Simplyblock’s multi-attach functionality visualized
Figure 3: Simplyblock’s multi-attach functionality visualized

Uber’s Schemaless

While Uber’s custom Schemaless solution on MySQL with NVMe storage is highly optimized, simplyblock could still offer benefits:

  1. Unified Storage Interface: Simplyblock could provide a consistent interface across Uber’s diverse storage needs, simplifying operations.
  2. Intelligent Data Placement: For Uber’s time-series data (like ride information), simplyblock’s tiering could automatically optimize data placement based on age and access patterns.
  3. Enhanced Disaster Recovery: Simplyblock’s asynchronous replication to S3 could complement Uber’s existing replication strategies, potentially improving RPO.

Discord and ScyllaDB

Discord’s move to ScyllaDB already provided significant performance improvements, but simplyblock could further enhance their setup:

  1. NVMe Resource Pooling: By pooling NVMe resources across nodes, simplyblock would allow Discord to further reduce their node count while maintaining performance.
  2. Cost-Efficient Scaling: For Discord’s rapidly growing data needs, simplyblock’s intelligent tiering could help manage costs as data volumes expand.
  3. Simplified Cloning for Testing: Simplyblock’s instant cloning feature could be valuable for Discord’s development and testing processes.It allows for quick replication of production data without additional storage overhead.

What’s next in the NVMe Storage Landscape?

The case studies from Pinterest, Uber, and Discord highlight the importance of continuous innovation in database and storage technologies. These companies have pushed beyond the limitations of managed services like Amazon RDS to create custom, high-performance solutions often built on NVMe storage.

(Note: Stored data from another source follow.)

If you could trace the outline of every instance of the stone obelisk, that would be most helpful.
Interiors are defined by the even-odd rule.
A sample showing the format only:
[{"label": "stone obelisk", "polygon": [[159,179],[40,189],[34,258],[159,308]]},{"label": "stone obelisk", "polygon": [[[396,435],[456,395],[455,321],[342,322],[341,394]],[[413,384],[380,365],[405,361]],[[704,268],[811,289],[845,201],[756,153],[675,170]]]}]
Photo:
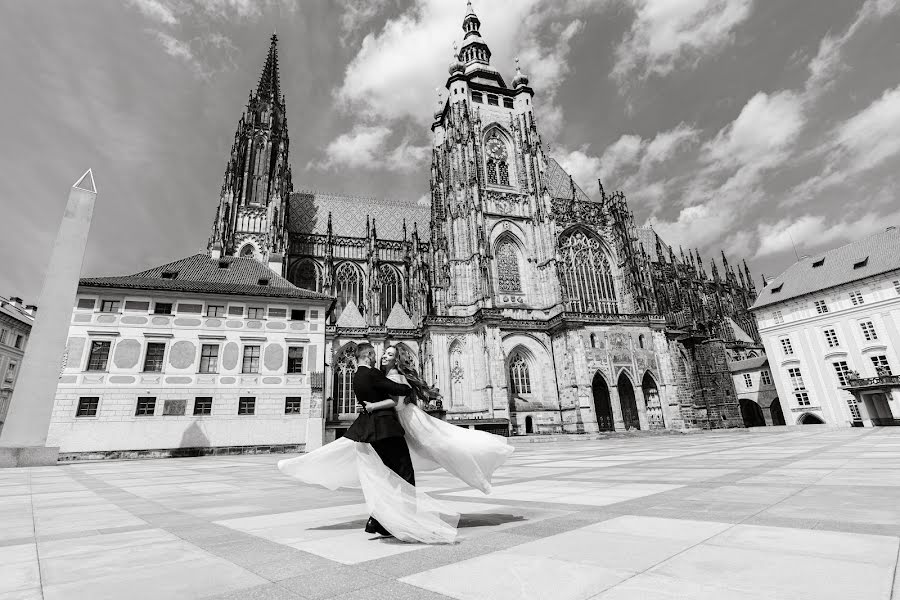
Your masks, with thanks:
[{"label": "stone obelisk", "polygon": [[40,310],[0,432],[0,467],[52,465],[59,456],[59,448],[47,447],[47,431],[96,199],[94,174],[88,169],[69,190],[50,253]]}]

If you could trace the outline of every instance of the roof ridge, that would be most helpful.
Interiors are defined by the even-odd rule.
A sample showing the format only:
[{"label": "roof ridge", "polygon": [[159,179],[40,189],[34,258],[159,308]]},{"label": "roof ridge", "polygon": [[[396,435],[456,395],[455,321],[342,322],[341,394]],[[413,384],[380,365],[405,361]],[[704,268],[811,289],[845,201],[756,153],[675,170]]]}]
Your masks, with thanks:
[{"label": "roof ridge", "polygon": [[412,208],[421,208],[423,210],[426,209],[426,207],[418,204],[418,200],[399,200],[399,199],[385,198],[385,197],[379,197],[379,196],[358,196],[358,195],[354,195],[354,194],[346,194],[343,192],[328,192],[325,190],[312,190],[312,189],[294,190],[291,193],[291,195],[293,195],[293,194],[298,194],[298,195],[309,194],[312,196],[321,195],[321,196],[329,196],[331,198],[342,198],[344,200],[363,200],[363,201],[367,201],[367,202],[373,202],[376,204],[399,204],[402,206],[409,206]]}]

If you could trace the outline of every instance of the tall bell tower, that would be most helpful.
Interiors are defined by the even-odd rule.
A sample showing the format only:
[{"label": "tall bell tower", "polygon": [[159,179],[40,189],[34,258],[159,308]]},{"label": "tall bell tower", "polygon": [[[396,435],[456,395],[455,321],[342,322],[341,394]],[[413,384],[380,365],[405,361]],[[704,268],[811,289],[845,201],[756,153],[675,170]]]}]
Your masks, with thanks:
[{"label": "tall bell tower", "polygon": [[283,264],[293,191],[288,146],[278,37],[273,34],[259,84],[250,92],[234,134],[209,239],[211,253],[252,257],[270,266]]},{"label": "tall bell tower", "polygon": [[[518,64],[506,83],[491,65],[480,26],[469,2],[446,98],[439,99],[431,126],[432,289],[438,314],[546,304],[534,265],[553,258],[552,239],[543,231],[549,196],[534,90]],[[506,239],[512,245],[501,243]]]}]

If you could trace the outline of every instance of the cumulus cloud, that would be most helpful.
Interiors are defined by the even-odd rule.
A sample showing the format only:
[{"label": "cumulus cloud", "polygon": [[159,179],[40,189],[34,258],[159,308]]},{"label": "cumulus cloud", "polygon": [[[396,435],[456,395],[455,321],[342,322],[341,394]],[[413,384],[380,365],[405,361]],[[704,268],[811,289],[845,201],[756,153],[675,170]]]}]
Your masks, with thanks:
[{"label": "cumulus cloud", "polygon": [[427,146],[415,146],[403,140],[393,150],[387,149],[391,129],[383,125],[357,125],[343,133],[325,148],[325,158],[312,162],[309,168],[335,170],[341,167],[387,169],[409,172],[421,167],[430,153]]},{"label": "cumulus cloud", "polygon": [[158,21],[163,25],[175,25],[178,18],[168,3],[161,0],[131,0],[131,4],[136,6],[141,13],[154,21]]},{"label": "cumulus cloud", "polygon": [[612,75],[666,75],[727,45],[752,0],[628,0],[635,20],[616,49]]},{"label": "cumulus cloud", "polygon": [[776,223],[758,226],[759,250],[756,257],[797,250],[807,254],[840,242],[856,240],[885,228],[885,223],[896,223],[900,211],[890,215],[865,213],[855,218],[828,224],[821,215],[803,215],[796,219],[782,219]]}]

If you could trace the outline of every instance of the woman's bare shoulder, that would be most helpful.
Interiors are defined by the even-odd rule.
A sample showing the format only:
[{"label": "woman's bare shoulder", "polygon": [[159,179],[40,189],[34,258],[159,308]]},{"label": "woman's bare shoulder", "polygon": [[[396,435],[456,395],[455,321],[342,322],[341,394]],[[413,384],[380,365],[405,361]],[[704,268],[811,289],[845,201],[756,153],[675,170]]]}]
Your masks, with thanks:
[{"label": "woman's bare shoulder", "polygon": [[402,383],[404,385],[409,384],[409,382],[406,381],[406,377],[404,377],[400,371],[396,371],[396,370],[391,371],[390,373],[387,374],[387,377],[394,383]]}]

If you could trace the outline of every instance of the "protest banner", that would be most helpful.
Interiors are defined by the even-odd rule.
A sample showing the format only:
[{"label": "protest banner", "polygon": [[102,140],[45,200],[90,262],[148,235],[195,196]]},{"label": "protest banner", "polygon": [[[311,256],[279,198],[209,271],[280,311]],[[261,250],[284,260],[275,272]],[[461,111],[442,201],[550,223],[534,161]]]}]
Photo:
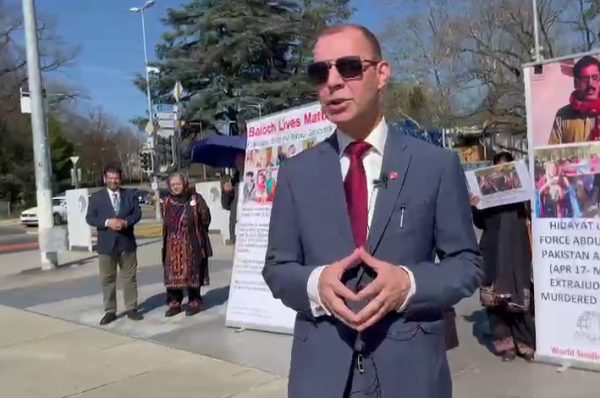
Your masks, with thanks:
[{"label": "protest banner", "polygon": [[480,210],[531,199],[529,171],[523,161],[482,167],[465,174],[469,192],[480,199]]},{"label": "protest banner", "polygon": [[600,369],[600,62],[525,65],[536,358]]},{"label": "protest banner", "polygon": [[334,129],[318,103],[248,123],[227,326],[292,332],[296,313],[273,298],[262,276],[277,172],[282,162],[324,140]]}]

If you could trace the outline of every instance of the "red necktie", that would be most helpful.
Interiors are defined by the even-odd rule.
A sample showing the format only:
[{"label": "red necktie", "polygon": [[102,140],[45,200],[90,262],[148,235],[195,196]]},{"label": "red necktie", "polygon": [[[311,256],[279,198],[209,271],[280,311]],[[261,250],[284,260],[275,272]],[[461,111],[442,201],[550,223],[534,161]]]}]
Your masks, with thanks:
[{"label": "red necktie", "polygon": [[344,180],[344,191],[346,191],[348,215],[350,216],[352,235],[356,247],[366,247],[367,245],[369,217],[367,174],[365,173],[362,157],[370,148],[371,145],[364,141],[355,141],[346,148],[346,153],[350,156],[350,168]]}]

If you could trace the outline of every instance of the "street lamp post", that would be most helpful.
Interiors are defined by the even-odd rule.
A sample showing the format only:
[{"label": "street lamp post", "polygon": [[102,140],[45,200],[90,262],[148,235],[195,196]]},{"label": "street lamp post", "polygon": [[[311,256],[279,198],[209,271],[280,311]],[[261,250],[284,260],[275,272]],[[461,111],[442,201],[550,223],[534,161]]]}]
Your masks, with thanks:
[{"label": "street lamp post", "polygon": [[[147,49],[147,44],[146,44],[146,20],[145,20],[145,11],[147,9],[149,9],[150,7],[152,7],[154,4],[156,4],[156,1],[154,0],[148,0],[146,1],[146,3],[144,3],[143,6],[141,7],[132,7],[129,9],[130,12],[133,13],[139,13],[142,17],[142,40],[144,43],[144,66],[145,66],[145,72],[146,72],[146,97],[148,100],[148,123],[152,126],[154,126],[154,115],[152,112],[152,95],[150,94],[150,71],[148,69],[149,65],[148,65],[148,49]],[[153,167],[152,167],[152,188],[154,189],[154,197],[156,198],[156,206],[155,206],[155,214],[156,214],[156,219],[160,220],[161,219],[161,214],[160,214],[160,195],[159,195],[159,191],[158,191],[158,177],[157,177],[157,153],[156,153],[156,128],[152,129],[152,154],[154,156],[154,162]]]},{"label": "street lamp post", "polygon": [[539,33],[539,21],[538,21],[538,8],[537,8],[537,0],[531,0],[533,7],[533,37],[534,37],[534,54],[535,54],[535,62],[540,62],[542,60],[542,56],[540,54],[540,33]]},{"label": "street lamp post", "polygon": [[27,52],[27,78],[31,98],[31,131],[33,137],[33,158],[38,216],[38,242],[40,245],[41,267],[53,269],[58,265],[55,252],[46,252],[49,237],[52,235],[54,218],[52,215],[52,188],[50,180],[50,144],[44,108],[42,90],[42,72],[40,68],[39,43],[35,17],[34,0],[23,0],[23,22],[25,28],[25,47]]}]

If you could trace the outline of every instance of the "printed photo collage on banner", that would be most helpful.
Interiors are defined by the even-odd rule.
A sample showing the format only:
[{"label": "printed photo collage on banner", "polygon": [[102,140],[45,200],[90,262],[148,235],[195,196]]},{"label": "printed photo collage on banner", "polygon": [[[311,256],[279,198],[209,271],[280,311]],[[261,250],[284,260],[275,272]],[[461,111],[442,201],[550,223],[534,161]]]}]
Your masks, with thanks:
[{"label": "printed photo collage on banner", "polygon": [[525,67],[537,355],[600,366],[600,56]]},{"label": "printed photo collage on banner", "polygon": [[271,203],[277,188],[279,166],[316,144],[316,139],[252,148],[246,151],[243,202]]}]

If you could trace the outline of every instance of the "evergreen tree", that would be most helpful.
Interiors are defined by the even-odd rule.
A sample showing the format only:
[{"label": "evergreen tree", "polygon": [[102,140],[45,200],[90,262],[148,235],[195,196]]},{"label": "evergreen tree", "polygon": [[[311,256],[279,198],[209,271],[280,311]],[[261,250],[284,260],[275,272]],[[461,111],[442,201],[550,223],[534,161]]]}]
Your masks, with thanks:
[{"label": "evergreen tree", "polygon": [[0,199],[22,206],[35,198],[35,179],[31,140],[19,127],[0,119]]},{"label": "evergreen tree", "polygon": [[236,133],[259,104],[264,115],[315,99],[304,78],[314,33],[350,14],[349,0],[191,0],[164,19],[153,96],[172,102],[179,80],[187,120],[212,128],[232,121]]}]

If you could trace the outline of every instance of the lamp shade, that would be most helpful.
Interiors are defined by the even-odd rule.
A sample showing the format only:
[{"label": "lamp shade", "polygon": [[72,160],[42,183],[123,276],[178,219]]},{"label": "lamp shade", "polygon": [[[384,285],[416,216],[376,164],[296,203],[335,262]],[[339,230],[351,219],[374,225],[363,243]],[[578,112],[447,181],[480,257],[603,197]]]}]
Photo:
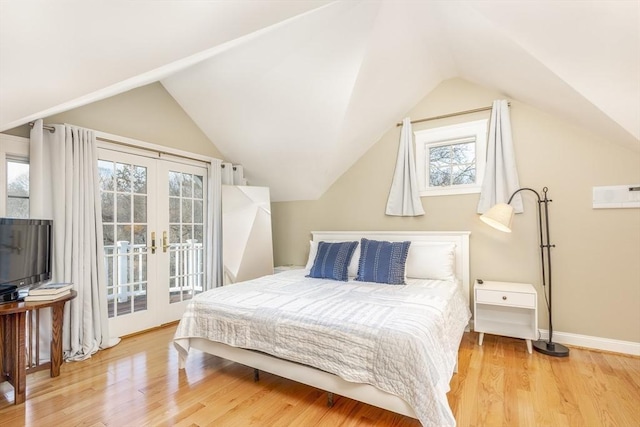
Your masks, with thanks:
[{"label": "lamp shade", "polygon": [[496,230],[511,233],[511,221],[513,220],[513,207],[506,203],[498,203],[491,209],[480,215],[482,222],[489,224]]}]

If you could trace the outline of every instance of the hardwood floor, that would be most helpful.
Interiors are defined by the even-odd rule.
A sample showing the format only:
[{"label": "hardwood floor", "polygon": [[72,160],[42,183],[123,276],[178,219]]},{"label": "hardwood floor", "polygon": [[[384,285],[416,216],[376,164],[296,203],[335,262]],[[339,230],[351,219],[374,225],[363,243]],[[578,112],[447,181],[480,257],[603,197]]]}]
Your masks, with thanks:
[{"label": "hardwood floor", "polygon": [[[185,371],[175,326],[124,339],[61,375],[27,378],[14,406],[0,383],[1,426],[419,426],[417,420],[193,352]],[[523,341],[465,334],[449,404],[459,426],[638,426],[640,358],[572,348],[528,354]]]}]

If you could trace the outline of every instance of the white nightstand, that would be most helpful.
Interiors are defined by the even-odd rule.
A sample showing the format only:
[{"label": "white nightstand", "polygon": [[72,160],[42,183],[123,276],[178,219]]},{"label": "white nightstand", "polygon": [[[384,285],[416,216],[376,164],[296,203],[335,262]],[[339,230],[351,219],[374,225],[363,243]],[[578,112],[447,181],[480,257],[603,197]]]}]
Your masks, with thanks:
[{"label": "white nightstand", "polygon": [[273,268],[273,274],[282,273],[289,270],[301,270],[304,265],[279,265]]},{"label": "white nightstand", "polygon": [[474,330],[484,334],[504,335],[527,340],[538,339],[538,293],[528,283],[477,281],[473,286]]}]

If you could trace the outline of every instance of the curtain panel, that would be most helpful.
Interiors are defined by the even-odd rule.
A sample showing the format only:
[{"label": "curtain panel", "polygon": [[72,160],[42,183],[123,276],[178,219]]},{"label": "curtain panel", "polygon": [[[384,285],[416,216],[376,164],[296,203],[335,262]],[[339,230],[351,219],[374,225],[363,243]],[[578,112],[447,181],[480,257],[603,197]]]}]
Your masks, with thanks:
[{"label": "curtain panel", "polygon": [[387,199],[386,214],[393,216],[424,215],[418,190],[418,177],[413,154],[413,130],[409,117],[405,117],[402,121],[398,158]]},{"label": "curtain panel", "polygon": [[[487,163],[478,201],[477,212],[485,213],[497,203],[507,203],[509,197],[520,188],[516,155],[511,136],[509,103],[506,100],[493,101],[489,136],[487,138]],[[520,194],[511,201],[514,211],[523,212]]]},{"label": "curtain panel", "polygon": [[222,286],[222,162],[213,160],[207,165],[209,174],[207,217],[207,277],[206,290]]},{"label": "curtain panel", "polygon": [[108,328],[96,139],[91,130],[54,128],[38,120],[31,130],[30,208],[33,217],[53,219],[52,279],[78,293],[65,306],[64,355],[82,360],[119,341]]}]

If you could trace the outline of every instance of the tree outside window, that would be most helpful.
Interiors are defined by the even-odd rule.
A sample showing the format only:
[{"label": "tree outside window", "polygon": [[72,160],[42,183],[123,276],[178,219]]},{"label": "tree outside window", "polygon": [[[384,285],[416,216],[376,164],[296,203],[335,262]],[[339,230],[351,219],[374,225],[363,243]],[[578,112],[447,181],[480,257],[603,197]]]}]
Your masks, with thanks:
[{"label": "tree outside window", "polygon": [[476,144],[447,144],[429,148],[429,187],[475,184]]}]

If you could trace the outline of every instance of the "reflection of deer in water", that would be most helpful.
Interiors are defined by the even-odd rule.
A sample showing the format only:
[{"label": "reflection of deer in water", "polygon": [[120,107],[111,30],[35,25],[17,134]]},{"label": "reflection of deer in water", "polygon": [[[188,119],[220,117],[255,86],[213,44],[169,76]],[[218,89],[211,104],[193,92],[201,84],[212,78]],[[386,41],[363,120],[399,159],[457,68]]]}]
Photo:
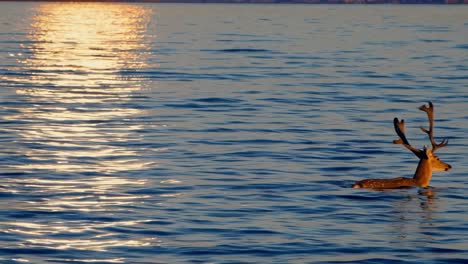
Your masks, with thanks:
[{"label": "reflection of deer in water", "polygon": [[442,162],[439,157],[434,155],[434,152],[448,144],[447,140],[443,140],[437,144],[434,140],[434,106],[429,102],[429,107],[422,105],[419,110],[427,113],[429,119],[429,130],[422,128],[428,136],[432,144],[432,149],[424,147],[420,150],[410,145],[405,136],[405,121],[401,121],[398,118],[393,120],[395,131],[399,139],[394,140],[395,144],[402,144],[405,148],[409,149],[419,158],[419,164],[416,168],[413,178],[394,178],[394,179],[369,179],[358,181],[353,185],[353,188],[376,188],[376,189],[389,189],[389,188],[401,188],[419,186],[426,188],[431,181],[432,172],[435,171],[448,171],[452,168],[449,164]]}]

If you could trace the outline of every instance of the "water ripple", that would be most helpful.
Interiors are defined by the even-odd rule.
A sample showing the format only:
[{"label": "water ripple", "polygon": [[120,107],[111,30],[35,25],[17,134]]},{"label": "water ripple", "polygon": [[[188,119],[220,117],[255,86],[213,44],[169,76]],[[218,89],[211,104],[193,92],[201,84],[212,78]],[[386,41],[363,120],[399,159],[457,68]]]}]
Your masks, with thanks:
[{"label": "water ripple", "polygon": [[[1,2],[0,262],[467,262],[465,18]],[[428,100],[454,170],[350,188],[414,173]]]}]

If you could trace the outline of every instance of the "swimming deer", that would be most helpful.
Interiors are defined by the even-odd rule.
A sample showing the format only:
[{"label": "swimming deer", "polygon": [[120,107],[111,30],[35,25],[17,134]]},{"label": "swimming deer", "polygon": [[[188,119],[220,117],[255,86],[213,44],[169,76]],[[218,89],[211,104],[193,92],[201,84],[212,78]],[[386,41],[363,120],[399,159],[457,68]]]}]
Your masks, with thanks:
[{"label": "swimming deer", "polygon": [[421,130],[429,136],[432,149],[424,146],[421,150],[411,146],[405,136],[405,121],[403,119],[400,121],[396,117],[393,119],[395,132],[399,137],[399,139],[394,140],[393,143],[403,145],[419,158],[419,164],[413,178],[399,177],[394,179],[368,179],[356,182],[353,185],[353,188],[391,189],[412,186],[426,188],[429,186],[429,182],[431,181],[432,172],[448,171],[452,168],[452,166],[441,161],[439,157],[434,155],[436,150],[445,147],[448,144],[448,140],[446,139],[442,140],[440,143],[436,143],[434,140],[434,105],[432,102],[429,102],[429,106],[424,104],[419,107],[419,110],[427,113],[427,117],[429,119],[429,130],[423,127],[421,127]]}]

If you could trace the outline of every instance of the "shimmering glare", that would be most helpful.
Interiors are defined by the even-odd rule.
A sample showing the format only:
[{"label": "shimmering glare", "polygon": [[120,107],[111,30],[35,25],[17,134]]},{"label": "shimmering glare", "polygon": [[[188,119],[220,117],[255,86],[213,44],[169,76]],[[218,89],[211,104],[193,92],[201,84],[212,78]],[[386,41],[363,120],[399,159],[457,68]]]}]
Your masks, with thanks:
[{"label": "shimmering glare", "polygon": [[[109,230],[112,227],[131,227],[134,225],[142,224],[140,221],[122,221],[110,224],[101,223],[86,223],[83,224],[71,224],[56,222],[53,226],[50,225],[32,225],[30,223],[16,222],[9,223],[11,228],[6,232],[14,232],[20,234],[27,234],[32,237],[26,239],[21,246],[23,247],[44,247],[54,249],[77,249],[77,250],[94,250],[94,251],[106,251],[109,247],[144,247],[144,246],[157,246],[160,241],[156,237],[145,237],[138,240],[133,239],[122,239],[116,238],[112,232],[103,230]],[[42,238],[42,236],[53,236],[55,234],[74,234],[78,236],[80,233],[96,233],[94,239],[70,239],[70,238]]]},{"label": "shimmering glare", "polygon": [[124,83],[116,71],[144,66],[139,57],[149,15],[131,5],[40,5],[30,32],[34,55],[24,61],[36,73],[31,81],[70,87]]},{"label": "shimmering glare", "polygon": [[[28,122],[23,129],[5,130],[41,145],[24,154],[43,162],[12,166],[107,174],[156,166],[141,161],[134,149],[114,144],[138,140],[135,131],[143,129],[139,123],[121,122],[145,112],[131,106],[139,83],[122,79],[119,71],[145,66],[141,57],[148,49],[145,30],[151,12],[125,4],[45,3],[36,9],[29,32],[31,56],[21,61],[32,77],[6,77],[31,83],[16,89],[29,103],[7,107],[11,114],[3,118]],[[98,125],[112,120],[111,129]]]},{"label": "shimmering glare", "polygon": [[[142,58],[148,49],[145,34],[151,11],[99,3],[41,3],[34,8],[29,44],[23,47],[30,52],[10,54],[21,65],[11,70],[28,76],[1,77],[22,83],[16,87],[22,103],[5,106],[8,114],[2,116],[21,126],[5,126],[2,131],[17,136],[21,144],[11,152],[24,160],[8,164],[7,169],[34,172],[34,176],[0,179],[0,191],[36,198],[0,203],[3,208],[35,212],[102,212],[112,219],[114,212],[128,212],[150,197],[132,192],[143,188],[146,179],[125,178],[120,172],[158,166],[154,160],[141,158],[148,150],[132,146],[141,140],[136,131],[145,129],[132,121],[145,115],[132,101],[141,87],[138,81],[120,75],[122,69],[146,65]],[[59,176],[47,178],[48,172]],[[142,225],[146,222],[142,219],[27,220],[0,223],[3,234],[27,236],[18,245],[23,248],[107,251],[160,243],[153,236],[121,236],[113,231]],[[70,234],[71,238],[64,238]],[[123,258],[80,260],[102,261],[124,263]]]}]

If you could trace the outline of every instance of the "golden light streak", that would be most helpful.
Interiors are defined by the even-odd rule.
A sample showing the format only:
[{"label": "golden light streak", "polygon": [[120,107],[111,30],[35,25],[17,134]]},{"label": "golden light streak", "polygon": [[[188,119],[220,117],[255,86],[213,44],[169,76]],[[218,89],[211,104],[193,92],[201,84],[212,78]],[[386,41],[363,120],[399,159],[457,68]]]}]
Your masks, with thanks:
[{"label": "golden light streak", "polygon": [[[161,241],[156,237],[145,237],[141,239],[121,239],[114,237],[114,233],[107,231],[111,227],[132,227],[144,224],[147,221],[116,221],[111,223],[80,223],[73,222],[54,222],[52,225],[32,224],[28,222],[10,222],[5,223],[6,233],[17,233],[29,235],[34,238],[26,239],[20,246],[23,247],[44,247],[54,249],[78,249],[107,251],[110,247],[144,247],[159,246]],[[106,230],[105,232],[103,230]],[[74,234],[94,232],[96,235],[92,239],[50,239],[43,236],[57,234]]]},{"label": "golden light streak", "polygon": [[[135,131],[142,125],[117,123],[111,129],[98,125],[145,115],[139,108],[123,106],[140,83],[122,78],[119,71],[145,67],[146,27],[152,12],[118,3],[42,3],[36,14],[29,34],[32,55],[21,61],[32,77],[8,77],[31,84],[16,91],[30,103],[9,106],[14,114],[4,118],[30,121],[14,132],[44,147],[23,154],[48,162],[15,168],[111,174],[156,166],[139,160],[138,150],[112,144],[138,140]],[[86,158],[90,162],[83,164]]]},{"label": "golden light streak", "polygon": [[144,36],[151,15],[146,9],[126,4],[47,3],[38,7],[37,14],[31,32],[34,56],[25,61],[35,70],[35,83],[119,84],[125,80],[116,78],[116,71],[145,65],[141,56],[147,49]]},{"label": "golden light streak", "polygon": [[[118,3],[40,3],[35,8],[31,44],[26,47],[31,52],[14,54],[22,64],[19,70],[27,74],[1,77],[20,84],[16,92],[23,103],[6,106],[11,114],[2,118],[19,123],[4,130],[17,134],[22,144],[16,154],[29,161],[12,163],[8,169],[34,173],[4,179],[0,189],[38,196],[2,206],[25,211],[128,213],[130,206],[138,207],[151,198],[137,191],[148,180],[121,175],[157,164],[142,158],[143,147],[131,146],[142,140],[138,130],[147,128],[133,121],[145,115],[132,101],[141,86],[120,72],[146,66],[151,10]],[[107,251],[160,243],[155,237],[122,236],[110,228],[138,228],[145,220],[34,219],[1,224],[5,233],[25,235],[18,246],[26,248]],[[70,238],[59,236],[71,233]],[[123,263],[124,259],[106,261]]]}]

However, the introduction of intelligent storage optimization solutions like simplyblock represents the next frontier in this evolution. By providing an innovative layer of abstraction over diverse storage types, implementing smart data placement strategies, and offering features like thin provisioning and instant cloning alongside tight integration with Kubernetes, simplyblock spearheads market changes in how companies approach storage optimization.

As data continues to grow exponentially and performance demands increase, the ability to intelligently manage and optimize NVMe storage will become ever more critical. Solutions that can seamlessly integrate with existing infrastructure while providing advanced features for performance, cost optimization, and disaster recovery will be key to helping companies navigate the challenges of the data-driven future.

The trend towards NVMe adoption, coupled with intelligent storage solutions like simplyblock is set to reshape the database infrastructure landscape. Companies that embrace these technologies early will be well-positioned to handle the data challenges of tomorrow, gaining a significant competitive advantage in their respective markets.